Bug 1461561

Summary: virtio-blk: drain block before cleanup missing
Product: Red Hat Enterprise Linux 7 Reporter: Michael S. Tsirkin <mst>
Component: qemu-kvm-rhevAssignee: Stefan Hajnoczi <stefanha>
Status: CLOSED ERRATA QA Contact: aihua liang <aliang>
Severity: high Docs Contact:
Priority: high    
Version: 7.3CC: aliang, chayang, coli, juzhang, knoel, michen, mst, pbonzini, stefanha, virt-maint
Target Milestone: rc   
Target Release: ---   
Hardware: Unspecified   
OS: Unspecified   
Whiteboard:
Fixed In Version: QEMU 2.9 Doc Type: If docs needed, set a value
Doc Text:
Story Points: ---
Clone Of: Environment:
Last Closed: 2017-08-02 04:43:29 UTC Type: Bug
Regression: --- Mount Type: ---
Documentation: --- CRM:
Verified Versions: Category: ---
oVirt Team: --- RHEL 7.3 requirements from Atomic Host:
Cloudforms Team: --- Target Upstream Version:
Embargoed:

Description Michael S. Tsirkin 2017-06-14 19:22:10 UTC
Description of problem:
the following problem was reported against QEMU 2.7:
https://lists.gnu.org/archive/html/qemu-devel/2017-06/msg02996.html

1. Customer commands Disk hot-unplug via Web-based application.
2. The application sends "device_del" that sometimes takes unpredictable time.
3. There are some inflight IOs
4. Customer does reboot or shutdown the guest OS
4. Qemu process generates segfault.

If a disk is unplugged with "device_del" and "drive_del" commands,
qemu does not generate problem.
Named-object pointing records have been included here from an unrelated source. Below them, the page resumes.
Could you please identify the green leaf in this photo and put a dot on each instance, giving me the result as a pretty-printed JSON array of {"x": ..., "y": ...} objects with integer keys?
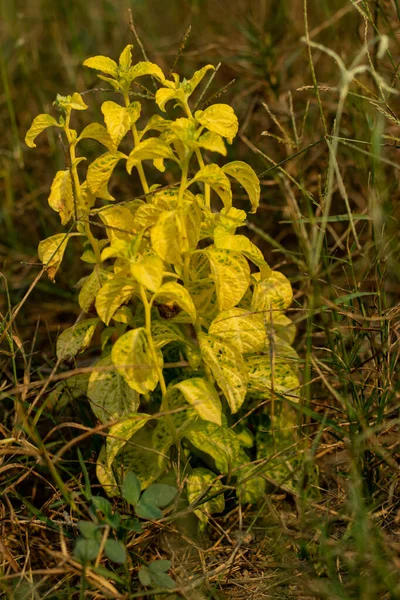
[
  {"x": 245, "y": 175},
  {"x": 95, "y": 131},
  {"x": 77, "y": 102},
  {"x": 162, "y": 579},
  {"x": 103, "y": 505},
  {"x": 238, "y": 243},
  {"x": 167, "y": 237},
  {"x": 148, "y": 271},
  {"x": 51, "y": 252},
  {"x": 191, "y": 85},
  {"x": 86, "y": 550},
  {"x": 120, "y": 433},
  {"x": 282, "y": 326},
  {"x": 202, "y": 483},
  {"x": 144, "y": 576},
  {"x": 103, "y": 64},
  {"x": 117, "y": 119},
  {"x": 160, "y": 566},
  {"x": 175, "y": 292},
  {"x": 131, "y": 488},
  {"x": 232, "y": 218},
  {"x": 146, "y": 216},
  {"x": 119, "y": 222},
  {"x": 76, "y": 339},
  {"x": 204, "y": 296},
  {"x": 204, "y": 398},
  {"x": 231, "y": 274},
  {"x": 150, "y": 149},
  {"x": 109, "y": 394},
  {"x": 220, "y": 443},
  {"x": 148, "y": 511},
  {"x": 105, "y": 474},
  {"x": 212, "y": 142},
  {"x": 279, "y": 378},
  {"x": 143, "y": 458},
  {"x": 272, "y": 294},
  {"x": 159, "y": 494},
  {"x": 227, "y": 367},
  {"x": 115, "y": 551},
  {"x": 214, "y": 176},
  {"x": 125, "y": 58},
  {"x": 72, "y": 388},
  {"x": 61, "y": 197},
  {"x": 99, "y": 173},
  {"x": 112, "y": 294},
  {"x": 146, "y": 68},
  {"x": 164, "y": 95},
  {"x": 39, "y": 124},
  {"x": 88, "y": 529},
  {"x": 250, "y": 487},
  {"x": 133, "y": 359},
  {"x": 191, "y": 218},
  {"x": 241, "y": 328},
  {"x": 220, "y": 119},
  {"x": 164, "y": 333}
]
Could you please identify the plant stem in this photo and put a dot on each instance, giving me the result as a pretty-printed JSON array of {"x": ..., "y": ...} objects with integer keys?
[
  {"x": 160, "y": 375},
  {"x": 199, "y": 157},
  {"x": 78, "y": 193},
  {"x": 139, "y": 166}
]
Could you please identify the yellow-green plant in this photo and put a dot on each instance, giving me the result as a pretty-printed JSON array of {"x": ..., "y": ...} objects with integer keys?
[{"x": 189, "y": 329}]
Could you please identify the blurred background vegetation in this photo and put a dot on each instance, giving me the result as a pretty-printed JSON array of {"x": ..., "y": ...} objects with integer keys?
[{"x": 346, "y": 310}]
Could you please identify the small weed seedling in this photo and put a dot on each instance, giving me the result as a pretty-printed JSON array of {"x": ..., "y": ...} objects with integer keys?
[{"x": 191, "y": 334}]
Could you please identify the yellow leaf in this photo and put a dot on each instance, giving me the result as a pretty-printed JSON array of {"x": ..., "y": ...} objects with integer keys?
[
  {"x": 164, "y": 95},
  {"x": 198, "y": 76},
  {"x": 227, "y": 367},
  {"x": 97, "y": 132},
  {"x": 245, "y": 175},
  {"x": 204, "y": 398},
  {"x": 219, "y": 442},
  {"x": 99, "y": 173},
  {"x": 117, "y": 120},
  {"x": 76, "y": 339},
  {"x": 103, "y": 64},
  {"x": 61, "y": 197},
  {"x": 51, "y": 252},
  {"x": 201, "y": 484},
  {"x": 279, "y": 378},
  {"x": 272, "y": 294},
  {"x": 148, "y": 271},
  {"x": 238, "y": 243},
  {"x": 212, "y": 142},
  {"x": 150, "y": 149},
  {"x": 125, "y": 58},
  {"x": 39, "y": 124},
  {"x": 166, "y": 237},
  {"x": 109, "y": 394},
  {"x": 132, "y": 357},
  {"x": 90, "y": 288},
  {"x": 120, "y": 433},
  {"x": 216, "y": 178},
  {"x": 146, "y": 68},
  {"x": 241, "y": 328},
  {"x": 119, "y": 223},
  {"x": 219, "y": 118},
  {"x": 77, "y": 102},
  {"x": 175, "y": 292},
  {"x": 231, "y": 274},
  {"x": 112, "y": 294}
]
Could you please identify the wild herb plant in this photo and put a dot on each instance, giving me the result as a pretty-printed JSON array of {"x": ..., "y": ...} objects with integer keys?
[{"x": 192, "y": 317}]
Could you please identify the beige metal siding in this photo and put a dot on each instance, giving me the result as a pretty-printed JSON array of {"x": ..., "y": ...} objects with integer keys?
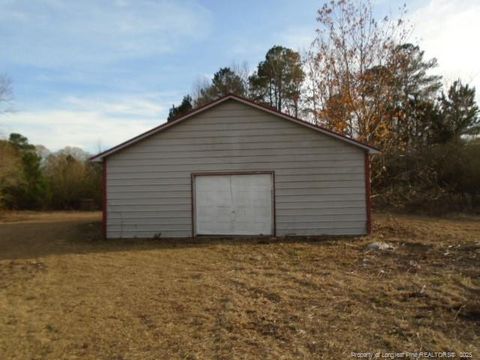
[{"x": 319, "y": 181}]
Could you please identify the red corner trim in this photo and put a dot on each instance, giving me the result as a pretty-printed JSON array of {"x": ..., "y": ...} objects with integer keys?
[
  {"x": 104, "y": 199},
  {"x": 368, "y": 191}
]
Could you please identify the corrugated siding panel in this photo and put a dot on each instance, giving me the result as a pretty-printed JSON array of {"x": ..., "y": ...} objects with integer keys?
[{"x": 320, "y": 181}]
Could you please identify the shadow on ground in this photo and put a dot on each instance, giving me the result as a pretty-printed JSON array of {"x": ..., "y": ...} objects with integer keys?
[{"x": 26, "y": 240}]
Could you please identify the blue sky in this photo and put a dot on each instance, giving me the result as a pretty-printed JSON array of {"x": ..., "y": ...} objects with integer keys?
[{"x": 94, "y": 73}]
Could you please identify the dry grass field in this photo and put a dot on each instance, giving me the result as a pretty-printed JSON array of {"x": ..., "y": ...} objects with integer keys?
[{"x": 67, "y": 294}]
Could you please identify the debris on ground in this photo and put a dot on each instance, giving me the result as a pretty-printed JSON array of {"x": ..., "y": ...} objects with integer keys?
[{"x": 378, "y": 245}]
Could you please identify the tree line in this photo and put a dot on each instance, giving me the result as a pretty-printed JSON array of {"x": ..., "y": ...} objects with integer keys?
[
  {"x": 362, "y": 78},
  {"x": 31, "y": 177}
]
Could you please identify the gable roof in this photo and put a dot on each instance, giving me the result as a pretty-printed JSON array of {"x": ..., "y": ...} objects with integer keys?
[{"x": 155, "y": 130}]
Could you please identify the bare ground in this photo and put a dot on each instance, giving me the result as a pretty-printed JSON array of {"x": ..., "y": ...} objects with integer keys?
[{"x": 67, "y": 294}]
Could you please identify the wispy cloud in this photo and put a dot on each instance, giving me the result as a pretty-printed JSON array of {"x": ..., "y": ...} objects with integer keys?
[
  {"x": 62, "y": 33},
  {"x": 91, "y": 123},
  {"x": 448, "y": 30}
]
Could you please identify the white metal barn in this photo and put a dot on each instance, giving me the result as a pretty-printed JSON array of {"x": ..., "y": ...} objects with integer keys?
[{"x": 234, "y": 167}]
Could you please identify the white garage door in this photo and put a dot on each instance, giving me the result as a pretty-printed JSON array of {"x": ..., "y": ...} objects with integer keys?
[{"x": 234, "y": 204}]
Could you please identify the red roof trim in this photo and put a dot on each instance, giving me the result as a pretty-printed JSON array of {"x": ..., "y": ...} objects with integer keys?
[{"x": 209, "y": 105}]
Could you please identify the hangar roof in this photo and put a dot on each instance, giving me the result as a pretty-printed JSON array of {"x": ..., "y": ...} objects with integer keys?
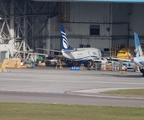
[{"x": 142, "y": 1}]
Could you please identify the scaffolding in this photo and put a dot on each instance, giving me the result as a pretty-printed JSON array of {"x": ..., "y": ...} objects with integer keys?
[{"x": 23, "y": 24}]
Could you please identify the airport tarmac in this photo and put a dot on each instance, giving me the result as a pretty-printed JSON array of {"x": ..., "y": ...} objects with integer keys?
[{"x": 64, "y": 86}]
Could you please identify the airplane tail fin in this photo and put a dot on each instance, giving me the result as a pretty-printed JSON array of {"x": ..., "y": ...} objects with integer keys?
[
  {"x": 138, "y": 48},
  {"x": 65, "y": 44}
]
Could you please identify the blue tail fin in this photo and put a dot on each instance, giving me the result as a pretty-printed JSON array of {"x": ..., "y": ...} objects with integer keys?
[
  {"x": 138, "y": 48},
  {"x": 65, "y": 44}
]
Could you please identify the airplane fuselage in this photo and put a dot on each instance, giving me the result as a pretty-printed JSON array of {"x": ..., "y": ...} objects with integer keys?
[
  {"x": 81, "y": 54},
  {"x": 139, "y": 61}
]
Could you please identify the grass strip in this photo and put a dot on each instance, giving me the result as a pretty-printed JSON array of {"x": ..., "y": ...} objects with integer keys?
[{"x": 27, "y": 111}]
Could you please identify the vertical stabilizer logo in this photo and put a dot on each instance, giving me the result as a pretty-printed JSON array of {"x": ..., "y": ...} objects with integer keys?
[{"x": 64, "y": 40}]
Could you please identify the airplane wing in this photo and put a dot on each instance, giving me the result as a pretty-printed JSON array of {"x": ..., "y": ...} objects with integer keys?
[{"x": 119, "y": 59}]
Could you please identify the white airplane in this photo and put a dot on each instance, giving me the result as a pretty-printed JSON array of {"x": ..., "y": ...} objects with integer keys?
[
  {"x": 139, "y": 57},
  {"x": 77, "y": 54}
]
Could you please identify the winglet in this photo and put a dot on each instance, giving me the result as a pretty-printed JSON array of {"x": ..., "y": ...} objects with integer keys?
[
  {"x": 65, "y": 44},
  {"x": 138, "y": 48}
]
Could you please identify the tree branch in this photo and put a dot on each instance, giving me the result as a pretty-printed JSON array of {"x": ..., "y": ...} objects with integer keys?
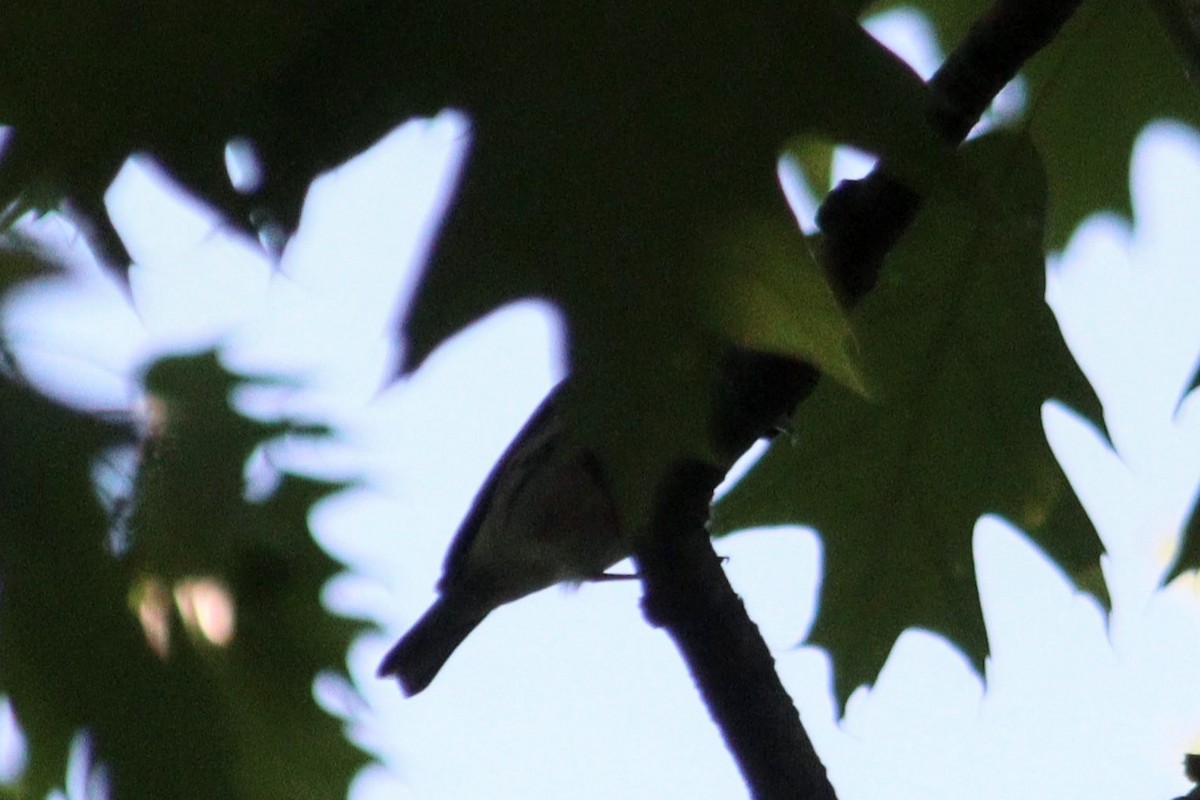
[{"x": 685, "y": 590}]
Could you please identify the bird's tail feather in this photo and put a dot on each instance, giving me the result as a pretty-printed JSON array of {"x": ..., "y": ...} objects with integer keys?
[{"x": 420, "y": 654}]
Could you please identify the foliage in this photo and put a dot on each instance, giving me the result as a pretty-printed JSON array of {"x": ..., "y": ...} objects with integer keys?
[
  {"x": 77, "y": 583},
  {"x": 622, "y": 164}
]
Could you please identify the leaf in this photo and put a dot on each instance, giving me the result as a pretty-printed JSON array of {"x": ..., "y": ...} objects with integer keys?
[
  {"x": 1188, "y": 558},
  {"x": 963, "y": 350},
  {"x": 174, "y": 709},
  {"x": 193, "y": 522},
  {"x": 611, "y": 199},
  {"x": 1110, "y": 72},
  {"x": 310, "y": 83},
  {"x": 771, "y": 295}
]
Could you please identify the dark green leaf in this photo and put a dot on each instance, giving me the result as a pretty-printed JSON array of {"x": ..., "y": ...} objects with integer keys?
[
  {"x": 964, "y": 352},
  {"x": 179, "y": 710},
  {"x": 1110, "y": 72}
]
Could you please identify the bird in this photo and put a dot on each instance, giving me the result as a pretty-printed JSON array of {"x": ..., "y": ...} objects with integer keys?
[{"x": 544, "y": 515}]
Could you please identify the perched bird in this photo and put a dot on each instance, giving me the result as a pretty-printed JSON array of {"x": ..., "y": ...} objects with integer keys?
[{"x": 544, "y": 516}]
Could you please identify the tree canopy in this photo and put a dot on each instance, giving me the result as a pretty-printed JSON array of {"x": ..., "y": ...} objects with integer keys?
[{"x": 623, "y": 164}]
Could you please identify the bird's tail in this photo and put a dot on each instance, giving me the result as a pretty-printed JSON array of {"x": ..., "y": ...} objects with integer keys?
[{"x": 420, "y": 654}]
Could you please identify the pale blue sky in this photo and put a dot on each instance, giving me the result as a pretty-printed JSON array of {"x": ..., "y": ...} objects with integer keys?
[{"x": 570, "y": 693}]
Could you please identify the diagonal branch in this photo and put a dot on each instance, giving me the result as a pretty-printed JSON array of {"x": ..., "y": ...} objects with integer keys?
[{"x": 685, "y": 590}]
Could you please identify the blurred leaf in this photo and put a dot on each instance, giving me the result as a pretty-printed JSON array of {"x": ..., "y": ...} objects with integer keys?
[
  {"x": 1181, "y": 20},
  {"x": 1188, "y": 558},
  {"x": 964, "y": 352},
  {"x": 311, "y": 83},
  {"x": 192, "y": 522},
  {"x": 174, "y": 708}
]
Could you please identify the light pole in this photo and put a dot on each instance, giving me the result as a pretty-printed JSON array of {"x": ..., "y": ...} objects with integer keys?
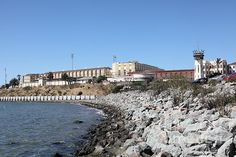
[{"x": 72, "y": 61}]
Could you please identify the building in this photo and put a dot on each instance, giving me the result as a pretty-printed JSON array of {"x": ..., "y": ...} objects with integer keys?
[
  {"x": 29, "y": 78},
  {"x": 215, "y": 66},
  {"x": 205, "y": 68},
  {"x": 123, "y": 69},
  {"x": 232, "y": 68},
  {"x": 188, "y": 74},
  {"x": 133, "y": 77},
  {"x": 80, "y": 75}
]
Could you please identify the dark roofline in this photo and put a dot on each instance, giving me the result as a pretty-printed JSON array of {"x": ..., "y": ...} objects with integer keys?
[
  {"x": 234, "y": 63},
  {"x": 78, "y": 70},
  {"x": 179, "y": 70}
]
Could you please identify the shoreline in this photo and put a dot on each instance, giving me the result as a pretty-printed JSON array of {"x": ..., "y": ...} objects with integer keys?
[{"x": 108, "y": 136}]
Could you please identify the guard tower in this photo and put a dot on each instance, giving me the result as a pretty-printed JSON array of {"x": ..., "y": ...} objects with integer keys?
[{"x": 198, "y": 70}]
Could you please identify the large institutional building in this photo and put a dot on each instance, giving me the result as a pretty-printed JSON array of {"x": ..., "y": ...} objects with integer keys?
[
  {"x": 133, "y": 71},
  {"x": 205, "y": 68},
  {"x": 125, "y": 68},
  {"x": 80, "y": 75}
]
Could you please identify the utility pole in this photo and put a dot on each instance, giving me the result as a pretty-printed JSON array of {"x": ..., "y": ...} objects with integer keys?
[
  {"x": 72, "y": 61},
  {"x": 5, "y": 76},
  {"x": 114, "y": 58}
]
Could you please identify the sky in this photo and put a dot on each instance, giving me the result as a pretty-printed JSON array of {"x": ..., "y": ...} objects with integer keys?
[{"x": 38, "y": 36}]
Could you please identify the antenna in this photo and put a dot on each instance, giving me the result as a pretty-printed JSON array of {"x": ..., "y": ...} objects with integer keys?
[
  {"x": 72, "y": 61},
  {"x": 114, "y": 58}
]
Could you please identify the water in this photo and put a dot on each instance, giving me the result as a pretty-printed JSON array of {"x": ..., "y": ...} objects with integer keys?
[{"x": 43, "y": 129}]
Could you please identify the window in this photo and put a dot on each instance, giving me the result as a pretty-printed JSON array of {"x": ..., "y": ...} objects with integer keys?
[{"x": 119, "y": 73}]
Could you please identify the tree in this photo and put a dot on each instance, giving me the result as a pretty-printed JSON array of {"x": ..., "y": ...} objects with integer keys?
[
  {"x": 101, "y": 78},
  {"x": 50, "y": 76},
  {"x": 217, "y": 64},
  {"x": 64, "y": 77},
  {"x": 18, "y": 77},
  {"x": 14, "y": 82}
]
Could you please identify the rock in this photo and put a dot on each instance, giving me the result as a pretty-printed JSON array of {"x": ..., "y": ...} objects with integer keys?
[
  {"x": 191, "y": 139},
  {"x": 195, "y": 127},
  {"x": 78, "y": 122},
  {"x": 163, "y": 154},
  {"x": 176, "y": 138},
  {"x": 146, "y": 152},
  {"x": 218, "y": 135},
  {"x": 171, "y": 149},
  {"x": 184, "y": 124},
  {"x": 233, "y": 112},
  {"x": 195, "y": 150},
  {"x": 227, "y": 123},
  {"x": 133, "y": 151},
  {"x": 153, "y": 134},
  {"x": 129, "y": 142},
  {"x": 57, "y": 155},
  {"x": 227, "y": 149}
]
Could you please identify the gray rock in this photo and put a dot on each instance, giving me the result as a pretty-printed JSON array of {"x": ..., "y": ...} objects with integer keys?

But if only "device_del" command are finished 
and
guest os reboots, qemu generates segfault.
I can reproduce that case easily with following commands
1. generate heavy IO on disk in Guest OS
2. run "device_del" on the qemu monitor
3. run "system_reboot" on the qemu monitor

According to AdressSanitizer, VirtQueue is freed by virtio_cleanup but 
dereferenced
by asynchronous request. I think asynchronous requests should be finished
before virtio_cleanup, so I added blk_drain() before virtio_cleanup.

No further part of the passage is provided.